NEW YORK (Reuters) -- Implantable cardioverter-defibrillators (ICDs) help reduce the rate of sudden cardiac death for patients with potentially fatal arrhythmias, report researchers in the Journal of the American College of Cardiology. But because syncope, or fainting, and other symptoms may still occur, these patients often live with limitations, including restrictions on driving.
Dr. Dietmar Bansch and fellow researchers from Westfallische Wilhems University in Germany examined 421 patients with ICDs to determine the occurrence, risk prediction and prevention of fainting. They determined that it is possible to determine which patients with an ICD have a high risk of syncope, a factor that would help to determine which patients need driving restrictions imposed.
Specifically, Bansch and his colleagues found that "...occurrence of syncope is a frequent clinical problem in patients with an ICD. More than one third of patients with recurrent (ventricular tachycardia) will have at least one episode of syncope, and almost half of these (44%) will have a second episode during three years of follow-up." Ten percent of patients studied experienced fainting in the first year of ICD therapy, 5% in the second year, and 4% in the third year.

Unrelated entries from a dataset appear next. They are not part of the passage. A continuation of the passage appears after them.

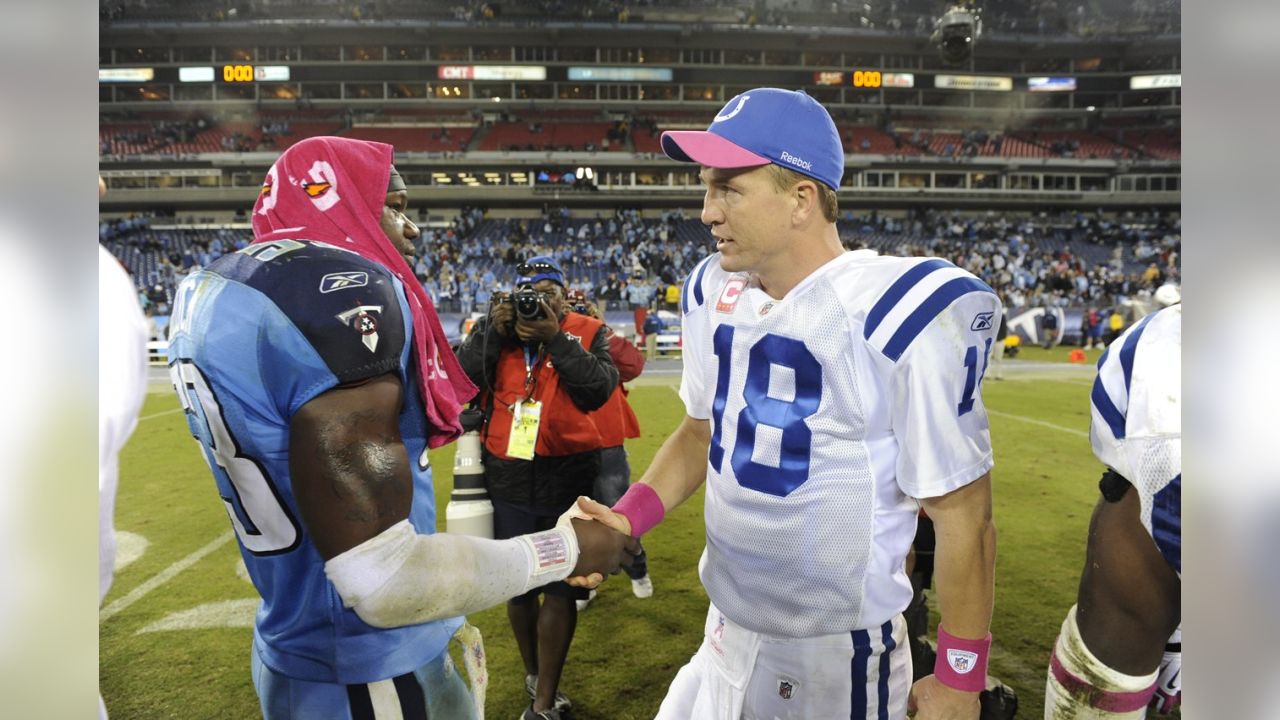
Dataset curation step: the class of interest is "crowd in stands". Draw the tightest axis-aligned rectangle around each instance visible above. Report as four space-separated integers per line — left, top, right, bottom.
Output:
100 115 214 155
101 108 1180 162
101 0 1179 36
102 204 1179 336
853 209 1181 314
405 206 699 316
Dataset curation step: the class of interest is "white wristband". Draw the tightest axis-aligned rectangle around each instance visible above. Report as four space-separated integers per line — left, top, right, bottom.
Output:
515 526 578 592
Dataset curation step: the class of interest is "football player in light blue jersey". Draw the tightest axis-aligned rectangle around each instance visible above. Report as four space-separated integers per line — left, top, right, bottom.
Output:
1045 303 1181 719
573 89 999 720
167 137 635 720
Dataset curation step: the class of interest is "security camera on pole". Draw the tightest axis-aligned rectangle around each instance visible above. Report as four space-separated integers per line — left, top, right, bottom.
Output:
932 3 982 65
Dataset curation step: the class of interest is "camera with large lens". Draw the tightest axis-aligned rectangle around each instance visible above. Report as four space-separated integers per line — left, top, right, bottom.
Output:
566 288 589 315
932 5 980 65
512 286 548 321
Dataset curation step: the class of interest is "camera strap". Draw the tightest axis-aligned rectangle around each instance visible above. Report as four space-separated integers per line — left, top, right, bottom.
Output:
522 344 544 401
508 343 546 460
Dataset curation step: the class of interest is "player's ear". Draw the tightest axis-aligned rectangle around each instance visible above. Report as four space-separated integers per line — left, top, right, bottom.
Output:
792 179 819 225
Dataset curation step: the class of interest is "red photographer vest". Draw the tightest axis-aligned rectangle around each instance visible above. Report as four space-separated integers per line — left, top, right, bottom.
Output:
483 313 605 459
589 384 640 448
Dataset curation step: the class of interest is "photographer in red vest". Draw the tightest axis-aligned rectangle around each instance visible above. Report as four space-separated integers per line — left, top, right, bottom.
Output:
455 256 619 720
565 288 655 608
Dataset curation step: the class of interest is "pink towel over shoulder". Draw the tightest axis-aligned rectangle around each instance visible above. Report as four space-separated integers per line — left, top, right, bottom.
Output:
250 136 477 447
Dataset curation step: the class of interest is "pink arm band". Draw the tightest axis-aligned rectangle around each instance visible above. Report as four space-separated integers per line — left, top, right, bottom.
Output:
1049 649 1156 712
934 626 992 693
611 483 665 537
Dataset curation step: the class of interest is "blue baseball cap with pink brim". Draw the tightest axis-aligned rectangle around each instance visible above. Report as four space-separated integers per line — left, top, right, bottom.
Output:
660 88 845 191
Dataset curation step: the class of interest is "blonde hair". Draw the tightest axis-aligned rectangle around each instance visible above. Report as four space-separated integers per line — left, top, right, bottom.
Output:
764 164 839 223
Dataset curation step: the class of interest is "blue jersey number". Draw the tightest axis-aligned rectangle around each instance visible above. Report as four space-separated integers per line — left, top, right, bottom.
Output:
709 326 822 497
171 360 301 555
958 337 992 416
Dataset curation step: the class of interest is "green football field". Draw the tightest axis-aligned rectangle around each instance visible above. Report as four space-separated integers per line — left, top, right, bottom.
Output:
101 350 1119 719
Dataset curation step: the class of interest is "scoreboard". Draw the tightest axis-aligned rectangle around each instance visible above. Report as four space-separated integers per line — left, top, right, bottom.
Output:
220 65 291 82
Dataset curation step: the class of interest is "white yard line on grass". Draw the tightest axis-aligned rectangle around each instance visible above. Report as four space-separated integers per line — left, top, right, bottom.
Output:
99 530 236 622
987 409 1089 439
1043 378 1094 387
139 407 184 422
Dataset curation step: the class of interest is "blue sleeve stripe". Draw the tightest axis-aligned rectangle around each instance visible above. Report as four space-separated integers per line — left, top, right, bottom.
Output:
880 276 995 361
1094 344 1110 371
1119 311 1156 394
863 258 952 339
681 255 713 316
1151 474 1181 573
1090 369 1127 440
692 255 711 308
680 267 693 315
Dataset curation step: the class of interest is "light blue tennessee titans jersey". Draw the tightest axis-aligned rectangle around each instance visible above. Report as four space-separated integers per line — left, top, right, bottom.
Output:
167 239 461 684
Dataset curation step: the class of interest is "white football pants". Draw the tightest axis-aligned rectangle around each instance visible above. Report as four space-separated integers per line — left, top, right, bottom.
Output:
656 603 912 720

"Major predictors of syncope are a low (left ventricular) ejection fraction, inducible fast VT (ventricular tachycardia) and chronic AF (atrial fibrillation)," the investigators explain. "After the first recurrence of VT, major risk predictors of future syncope are a fast heart rate or syncope at first VT."
"Recommendations for patients' daily lives should be based on risk stratification and follow up," the authors conclude.